Gergerlioğlu, Kunduracı’nın talebini TBMM İnsan Haklarını İnceleme Komisyonu’na taşıdı. Komisyon Başkanı Hakan Çavuşoğlu, Kunduracı’nın durumuyla ilgili Gergerlioğlu’nun yaptığı başvuruya şu yanıtı verdi:

“Komisyonumuza Sabahat Kunduracı hakkında yapmış olduğunuz, yargı mercilerinin görev alanına giren şikayeti içeren ilgi başvurunuz incelenmiştir.

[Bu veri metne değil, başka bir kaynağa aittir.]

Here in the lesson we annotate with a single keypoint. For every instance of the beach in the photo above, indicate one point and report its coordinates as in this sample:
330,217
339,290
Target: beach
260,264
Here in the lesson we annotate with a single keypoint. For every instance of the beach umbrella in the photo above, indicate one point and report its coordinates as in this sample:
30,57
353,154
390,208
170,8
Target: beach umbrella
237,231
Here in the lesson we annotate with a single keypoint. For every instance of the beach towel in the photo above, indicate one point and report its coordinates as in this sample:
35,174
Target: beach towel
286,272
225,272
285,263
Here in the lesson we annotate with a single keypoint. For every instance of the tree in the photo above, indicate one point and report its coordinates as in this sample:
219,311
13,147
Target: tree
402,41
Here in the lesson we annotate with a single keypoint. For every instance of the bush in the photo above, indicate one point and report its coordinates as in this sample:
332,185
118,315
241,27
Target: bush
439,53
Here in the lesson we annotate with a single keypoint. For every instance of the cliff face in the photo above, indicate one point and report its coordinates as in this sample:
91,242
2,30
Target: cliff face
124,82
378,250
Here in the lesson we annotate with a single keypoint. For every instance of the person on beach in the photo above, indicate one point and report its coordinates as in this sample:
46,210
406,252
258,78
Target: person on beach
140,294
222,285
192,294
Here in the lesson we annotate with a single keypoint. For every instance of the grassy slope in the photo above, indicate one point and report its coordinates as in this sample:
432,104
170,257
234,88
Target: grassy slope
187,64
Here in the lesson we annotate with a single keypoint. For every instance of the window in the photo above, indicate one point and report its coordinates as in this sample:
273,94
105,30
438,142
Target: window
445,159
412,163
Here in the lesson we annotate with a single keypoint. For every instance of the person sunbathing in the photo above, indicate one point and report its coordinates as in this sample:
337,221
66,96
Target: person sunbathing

Ancak Anayasanın 138’inci maddesinin ikinci fıkrasındaki ‘Hiçbir organ, makam, merci veya kişi, yargı yetkisinin kullanılmasında mahkemelere ve hakimlere emir ve talimat veremez; genelge gönderemez; tavsiye ve telkinde bulunamaz...’ ve dördüncü fıkrasındaki ‘Yasama ve yürütme organları ile idare, mahkeme kararlarına uymak zorundadır; bu organlar ve idare, mahkeme kararlarını hiçbir suretle değiştiremez...’ hükümleri uyarınca, yasama organının bir birimi olan Komisyonumuzca yargı yetkisine ilişkin hususlar hakkında işlem yapılamamaktadır.

YARGI YOLUNU GÖSTERDİ

Fakat Anayasanın 148’inci ve Anayasa Mahkemesinin Kuruluşu ve Yargılama Usulleri Hakkında Kanunun 45 ila 51 inci maddeleri uyarınca, Anayasa'da güvence altına alınmış temel hak ve özgürlüklerden Avrupa İnsan Hakları Sözleşmesi kapsamındaki herhangi birinin kamu gücü tarafından ihlal edildiği iddiasıyla, tüm yargı süreçlerinin tüketildiği tarihten itibaren otuz gün içinde Anayasa Mahkemesine bireysel başvuru yapılabilir.

Ayrıca son olarak, iç hukuk yollarının tüketilmesi akabinde dört ay içerisinde, Avrupa İnsan Hakları Sözleşmesi kapsamında güvence altına alınmış olan hakların ihlal edildiği iddiasıyla, Avrupa İnsan Hakları Mahkemesine de başvuru yapılabilir.”